Some were forced to urinate on themselves after being denied access to restrooms, court documents allege.
Three of the five people suing are members of or participants in the Occupy Los Angeles movement. One person was a videographer not associated with the Occupy protests but who was videotaping the officers during the incident. He claims he was arrested even after he said he complied with officers’ orders to disperse.
The fifth person is a reporter for the left-wing radio station KPFK who was detained when he decided to stay with the protesters during the arrests, court records said.
One of the women suing claimed in court papers that an officer pinched her nipple and inner thigh as part of a “pain compliance” technique during the arrests and she suffered bruises to her body.
The lawsuit, filed in a federal court in Los Angeles on Thursday, said arrestees were forced to urinate and defecate on themselves while handcuffed while en route on a bus to the lockup.
The lawsuit names the city and county of LA, Mayor Antonio Villaraigosa and LAPD Chief Charlie Beck.

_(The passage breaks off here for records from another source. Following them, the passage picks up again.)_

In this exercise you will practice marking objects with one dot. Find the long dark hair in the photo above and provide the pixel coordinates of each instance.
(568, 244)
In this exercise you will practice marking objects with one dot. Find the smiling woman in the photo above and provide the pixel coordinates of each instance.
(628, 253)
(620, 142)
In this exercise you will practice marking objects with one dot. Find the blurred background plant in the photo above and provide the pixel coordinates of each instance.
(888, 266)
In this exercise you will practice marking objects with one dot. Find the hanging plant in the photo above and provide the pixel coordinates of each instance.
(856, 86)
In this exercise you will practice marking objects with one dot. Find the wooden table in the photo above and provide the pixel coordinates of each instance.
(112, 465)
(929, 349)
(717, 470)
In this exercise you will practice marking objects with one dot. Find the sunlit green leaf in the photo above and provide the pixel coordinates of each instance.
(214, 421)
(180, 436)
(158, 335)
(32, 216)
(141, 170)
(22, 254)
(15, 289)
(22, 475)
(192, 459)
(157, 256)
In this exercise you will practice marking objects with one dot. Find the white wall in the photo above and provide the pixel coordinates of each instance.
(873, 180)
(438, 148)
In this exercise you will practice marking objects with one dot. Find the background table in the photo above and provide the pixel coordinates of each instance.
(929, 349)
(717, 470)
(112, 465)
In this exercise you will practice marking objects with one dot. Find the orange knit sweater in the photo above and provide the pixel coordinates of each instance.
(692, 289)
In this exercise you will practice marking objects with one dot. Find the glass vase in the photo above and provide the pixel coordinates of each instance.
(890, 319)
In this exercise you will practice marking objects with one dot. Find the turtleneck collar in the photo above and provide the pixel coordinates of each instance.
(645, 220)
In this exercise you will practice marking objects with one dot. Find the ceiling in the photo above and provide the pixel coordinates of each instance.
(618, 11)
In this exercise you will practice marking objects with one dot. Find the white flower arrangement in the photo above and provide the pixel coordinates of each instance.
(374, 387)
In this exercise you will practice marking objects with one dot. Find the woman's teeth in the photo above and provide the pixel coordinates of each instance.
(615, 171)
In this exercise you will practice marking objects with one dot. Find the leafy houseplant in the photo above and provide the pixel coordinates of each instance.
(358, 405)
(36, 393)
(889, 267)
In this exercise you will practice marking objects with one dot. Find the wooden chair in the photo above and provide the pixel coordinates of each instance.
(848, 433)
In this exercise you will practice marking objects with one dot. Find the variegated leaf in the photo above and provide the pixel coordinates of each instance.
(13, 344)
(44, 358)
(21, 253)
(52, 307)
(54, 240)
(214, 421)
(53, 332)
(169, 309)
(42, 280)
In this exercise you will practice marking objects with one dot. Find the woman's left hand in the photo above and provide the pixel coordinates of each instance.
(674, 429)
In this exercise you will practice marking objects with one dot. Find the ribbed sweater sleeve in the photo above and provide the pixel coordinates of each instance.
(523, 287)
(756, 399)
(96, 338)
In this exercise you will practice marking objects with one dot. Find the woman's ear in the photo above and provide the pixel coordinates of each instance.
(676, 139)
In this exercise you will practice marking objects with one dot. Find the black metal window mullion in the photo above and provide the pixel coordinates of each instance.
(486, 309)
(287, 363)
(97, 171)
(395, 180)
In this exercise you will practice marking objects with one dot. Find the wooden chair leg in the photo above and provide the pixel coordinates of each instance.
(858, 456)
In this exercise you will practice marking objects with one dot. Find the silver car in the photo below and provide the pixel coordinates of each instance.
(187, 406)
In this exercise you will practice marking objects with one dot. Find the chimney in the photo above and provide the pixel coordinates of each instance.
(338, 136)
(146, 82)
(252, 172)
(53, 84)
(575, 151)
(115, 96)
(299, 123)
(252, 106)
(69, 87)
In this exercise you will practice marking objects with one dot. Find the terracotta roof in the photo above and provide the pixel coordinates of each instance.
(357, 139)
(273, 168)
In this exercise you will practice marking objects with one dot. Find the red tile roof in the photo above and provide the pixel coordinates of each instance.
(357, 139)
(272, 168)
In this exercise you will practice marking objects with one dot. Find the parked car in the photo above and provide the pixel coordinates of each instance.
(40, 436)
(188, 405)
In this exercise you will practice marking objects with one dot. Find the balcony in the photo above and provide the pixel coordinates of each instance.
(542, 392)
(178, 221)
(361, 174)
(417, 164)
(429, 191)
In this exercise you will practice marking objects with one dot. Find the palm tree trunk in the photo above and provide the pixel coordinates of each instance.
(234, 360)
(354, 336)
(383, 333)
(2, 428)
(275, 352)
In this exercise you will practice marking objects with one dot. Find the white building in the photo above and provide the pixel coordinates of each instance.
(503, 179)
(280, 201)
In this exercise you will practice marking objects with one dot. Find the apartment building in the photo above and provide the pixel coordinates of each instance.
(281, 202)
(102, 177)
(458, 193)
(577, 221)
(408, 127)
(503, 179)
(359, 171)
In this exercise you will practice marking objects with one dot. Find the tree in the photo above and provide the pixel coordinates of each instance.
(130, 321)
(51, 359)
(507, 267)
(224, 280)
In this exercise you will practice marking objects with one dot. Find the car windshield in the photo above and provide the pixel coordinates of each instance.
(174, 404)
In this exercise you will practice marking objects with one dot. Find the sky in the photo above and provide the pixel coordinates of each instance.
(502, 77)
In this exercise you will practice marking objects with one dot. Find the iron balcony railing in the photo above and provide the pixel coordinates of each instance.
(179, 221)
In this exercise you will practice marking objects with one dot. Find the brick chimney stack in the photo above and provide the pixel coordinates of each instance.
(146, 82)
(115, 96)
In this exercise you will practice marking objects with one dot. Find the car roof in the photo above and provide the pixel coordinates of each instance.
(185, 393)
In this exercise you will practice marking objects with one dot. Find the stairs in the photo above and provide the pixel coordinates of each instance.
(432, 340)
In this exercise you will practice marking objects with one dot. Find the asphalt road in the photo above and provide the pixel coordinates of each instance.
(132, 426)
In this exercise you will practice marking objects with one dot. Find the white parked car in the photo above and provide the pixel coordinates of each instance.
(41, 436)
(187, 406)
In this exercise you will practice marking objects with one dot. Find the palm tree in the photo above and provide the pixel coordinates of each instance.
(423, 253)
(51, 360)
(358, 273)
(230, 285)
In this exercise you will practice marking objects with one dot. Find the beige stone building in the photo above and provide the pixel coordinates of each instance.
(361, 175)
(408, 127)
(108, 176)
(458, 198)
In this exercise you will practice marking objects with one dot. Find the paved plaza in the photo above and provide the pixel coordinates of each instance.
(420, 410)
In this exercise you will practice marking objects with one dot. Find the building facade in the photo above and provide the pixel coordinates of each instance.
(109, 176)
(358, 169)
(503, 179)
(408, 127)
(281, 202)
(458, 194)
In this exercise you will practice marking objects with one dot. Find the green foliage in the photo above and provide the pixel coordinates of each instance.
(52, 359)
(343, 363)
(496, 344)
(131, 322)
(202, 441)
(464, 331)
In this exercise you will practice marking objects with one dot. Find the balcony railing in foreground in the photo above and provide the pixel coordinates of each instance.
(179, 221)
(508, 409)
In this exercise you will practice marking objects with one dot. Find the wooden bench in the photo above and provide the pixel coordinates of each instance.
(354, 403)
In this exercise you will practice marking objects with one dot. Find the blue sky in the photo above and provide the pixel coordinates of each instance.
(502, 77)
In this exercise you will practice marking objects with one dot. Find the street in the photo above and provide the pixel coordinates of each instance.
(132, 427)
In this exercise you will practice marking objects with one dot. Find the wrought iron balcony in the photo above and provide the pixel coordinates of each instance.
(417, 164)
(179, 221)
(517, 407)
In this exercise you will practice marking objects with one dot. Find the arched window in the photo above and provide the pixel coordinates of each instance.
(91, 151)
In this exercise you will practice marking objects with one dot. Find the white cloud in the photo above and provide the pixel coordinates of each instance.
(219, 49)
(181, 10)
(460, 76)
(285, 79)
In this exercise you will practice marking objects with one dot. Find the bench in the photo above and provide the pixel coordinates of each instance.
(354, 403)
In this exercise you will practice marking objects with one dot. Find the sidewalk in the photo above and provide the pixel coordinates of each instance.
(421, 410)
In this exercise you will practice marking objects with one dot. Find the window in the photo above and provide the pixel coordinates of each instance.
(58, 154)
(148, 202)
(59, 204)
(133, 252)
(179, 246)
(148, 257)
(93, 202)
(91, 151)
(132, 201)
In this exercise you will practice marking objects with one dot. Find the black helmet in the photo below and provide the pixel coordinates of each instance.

The Mayor’s Office did not return a message on Saturday. An LAPD spokeswoman said the department doesn’t comment on pending litigation.
The case stems from the sweep on Nov. 30 of City Hall by some 1,400 police officers, that the protesters said in court documents was dubbed by Beck “shock and awe,” a reference made famous by former U.S. Defense Secretary Donald Rumsfeld for the 2003 invasion of Iraq.
The protesters said they were ejected from City Hall lawn in an “unprecedented show of force by the LAPD.”
“The only weapon plaintiffs had in this instance was the First Amendment,” wrote Carol Sobel, in the lawsuit. She was part of a law firm that won a nearly $13 million settlement against LA for a police response to an immigrants' rights march on May Day 2007 at MacArthur Park.
The Occupy demonstrators were swept off the City Hall lawn after a two-month encampment and growing fears by city officials of crime and public health threats. Villaraigosa made references during a press conference days before the raid to the presence of children at the protest site as a reason to sweep the demonstrators out.
As many as 500 men, women and children were estimated to have camped out on the City Hall lawn, some in tents and other makeshift homes, city officials said.